Kurum içi girişimcilik çalışmalarının genellik şirketlerde iç proje olarak kaldığını ve dışarıya açılmadığını vurgulayan Salt, şunları kaydetti:
“Biz kurum içi girişimcilerimizi çok fazla müracaat ortasından seçtik. Güçlü Grubu’na yönelik olan bu programlara birinci çeşidinde 300’e yakın müracaat vardı. 2. tıpta ise 720 başvuran sayısına ulaştık. Bu sayılar bize içerideki ilgiyi gösteriyor. Aslında çalışanlarımızın bunu yapma istekleri varmış yalnızca bir tetikleyici gerekiyormuş. Programın 2. çeşidindeki müracaat sayısı bize bunu gösterdi. Geçmiş projelerimiz ortasında çok başarılı girişimcilerimiz oldu. Örneğin, bir girişimcimiz sürdürebilir bir dünya için boya plastik üretiyor, hatta bu mevzuda bir fabrika kuruluyor. Bu türlü başarılı teşebbüsler, çalışanlarımıza motivasyon sağlıyor. Beşerler değişmeye çok hazırmış aslında.

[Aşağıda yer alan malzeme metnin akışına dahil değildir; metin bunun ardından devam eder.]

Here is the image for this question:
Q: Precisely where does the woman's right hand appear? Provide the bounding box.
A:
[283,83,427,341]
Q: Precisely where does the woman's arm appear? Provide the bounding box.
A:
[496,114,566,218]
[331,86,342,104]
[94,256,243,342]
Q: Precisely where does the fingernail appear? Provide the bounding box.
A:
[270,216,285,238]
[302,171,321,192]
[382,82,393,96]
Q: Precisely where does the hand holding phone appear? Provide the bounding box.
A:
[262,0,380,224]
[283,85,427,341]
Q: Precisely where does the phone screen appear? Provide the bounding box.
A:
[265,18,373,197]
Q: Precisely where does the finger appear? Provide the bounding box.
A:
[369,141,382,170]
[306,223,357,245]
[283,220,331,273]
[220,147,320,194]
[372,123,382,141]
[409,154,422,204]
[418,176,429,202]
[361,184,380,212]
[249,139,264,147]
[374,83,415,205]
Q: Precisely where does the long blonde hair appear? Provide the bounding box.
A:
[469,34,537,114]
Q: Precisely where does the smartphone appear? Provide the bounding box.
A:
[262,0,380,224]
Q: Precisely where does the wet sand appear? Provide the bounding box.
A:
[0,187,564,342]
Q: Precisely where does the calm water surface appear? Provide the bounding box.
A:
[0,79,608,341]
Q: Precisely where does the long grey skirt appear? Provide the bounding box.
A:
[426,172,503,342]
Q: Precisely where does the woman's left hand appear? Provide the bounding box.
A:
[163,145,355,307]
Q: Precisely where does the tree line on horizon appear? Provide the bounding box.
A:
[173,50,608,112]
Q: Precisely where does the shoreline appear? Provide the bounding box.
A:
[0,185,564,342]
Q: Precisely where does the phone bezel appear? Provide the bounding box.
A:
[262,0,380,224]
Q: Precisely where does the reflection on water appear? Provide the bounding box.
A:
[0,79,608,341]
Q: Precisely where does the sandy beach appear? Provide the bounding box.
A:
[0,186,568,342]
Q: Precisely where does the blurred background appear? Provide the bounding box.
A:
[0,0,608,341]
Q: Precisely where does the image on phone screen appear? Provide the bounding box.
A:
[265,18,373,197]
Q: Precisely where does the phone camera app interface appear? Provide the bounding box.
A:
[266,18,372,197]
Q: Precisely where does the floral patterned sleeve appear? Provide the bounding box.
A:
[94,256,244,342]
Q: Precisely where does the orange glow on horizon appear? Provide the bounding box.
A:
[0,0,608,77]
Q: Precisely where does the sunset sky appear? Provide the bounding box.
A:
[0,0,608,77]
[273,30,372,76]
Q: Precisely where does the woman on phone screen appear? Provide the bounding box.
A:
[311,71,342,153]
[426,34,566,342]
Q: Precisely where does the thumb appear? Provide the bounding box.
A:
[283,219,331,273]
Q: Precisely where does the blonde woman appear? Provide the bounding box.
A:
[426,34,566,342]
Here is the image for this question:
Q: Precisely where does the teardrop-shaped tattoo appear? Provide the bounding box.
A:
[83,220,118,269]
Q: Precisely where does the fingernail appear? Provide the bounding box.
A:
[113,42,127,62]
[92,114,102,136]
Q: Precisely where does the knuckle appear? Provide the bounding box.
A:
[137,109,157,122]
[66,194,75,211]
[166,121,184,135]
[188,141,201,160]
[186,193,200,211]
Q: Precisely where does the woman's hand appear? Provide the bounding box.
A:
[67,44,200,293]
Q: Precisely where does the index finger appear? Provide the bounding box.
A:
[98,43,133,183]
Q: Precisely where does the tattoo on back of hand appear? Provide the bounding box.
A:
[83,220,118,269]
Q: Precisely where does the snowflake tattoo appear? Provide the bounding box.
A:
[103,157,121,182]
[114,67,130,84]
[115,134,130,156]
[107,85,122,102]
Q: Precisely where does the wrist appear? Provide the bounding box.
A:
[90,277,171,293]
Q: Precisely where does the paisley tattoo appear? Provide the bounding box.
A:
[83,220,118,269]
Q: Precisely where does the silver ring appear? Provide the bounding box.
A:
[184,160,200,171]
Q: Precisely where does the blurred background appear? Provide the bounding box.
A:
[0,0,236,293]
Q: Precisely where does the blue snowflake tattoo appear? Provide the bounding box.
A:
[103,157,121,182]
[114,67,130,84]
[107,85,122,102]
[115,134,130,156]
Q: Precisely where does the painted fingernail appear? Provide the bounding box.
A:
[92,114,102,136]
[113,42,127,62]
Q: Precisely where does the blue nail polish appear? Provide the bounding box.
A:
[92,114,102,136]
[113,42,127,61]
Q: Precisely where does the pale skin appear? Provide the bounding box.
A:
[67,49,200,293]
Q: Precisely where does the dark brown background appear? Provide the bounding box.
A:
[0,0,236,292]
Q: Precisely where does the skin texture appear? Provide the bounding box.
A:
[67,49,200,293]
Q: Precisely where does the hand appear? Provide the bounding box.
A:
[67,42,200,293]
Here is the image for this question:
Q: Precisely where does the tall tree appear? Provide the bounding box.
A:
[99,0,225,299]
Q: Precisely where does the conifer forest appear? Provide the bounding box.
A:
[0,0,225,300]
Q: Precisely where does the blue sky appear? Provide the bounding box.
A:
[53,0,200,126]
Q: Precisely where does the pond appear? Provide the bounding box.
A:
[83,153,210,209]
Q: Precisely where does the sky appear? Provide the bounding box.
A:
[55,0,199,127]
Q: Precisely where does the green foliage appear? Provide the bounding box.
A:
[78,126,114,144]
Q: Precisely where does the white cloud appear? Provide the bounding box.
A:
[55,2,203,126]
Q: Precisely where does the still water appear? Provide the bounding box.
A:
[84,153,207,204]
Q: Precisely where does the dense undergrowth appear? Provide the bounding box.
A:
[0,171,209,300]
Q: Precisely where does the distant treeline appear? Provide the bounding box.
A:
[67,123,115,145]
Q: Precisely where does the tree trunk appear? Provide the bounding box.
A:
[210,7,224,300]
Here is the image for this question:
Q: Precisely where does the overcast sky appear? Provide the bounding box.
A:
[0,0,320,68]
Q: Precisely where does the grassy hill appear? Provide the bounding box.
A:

Türkiye’nin en büyük avantajlarından biri insanların içinde hakikaten değişme ve gelişme isteği olması, ayrıyeten risk alma algısı da çok yüksek bir toplumuz. Kâfi ki buna uygun bir platform kurulsun. Biz de burada onu başardık.”
IstanbulTechWeek, 7 Kasım’a kadar çevrim içi olarak devam edecek.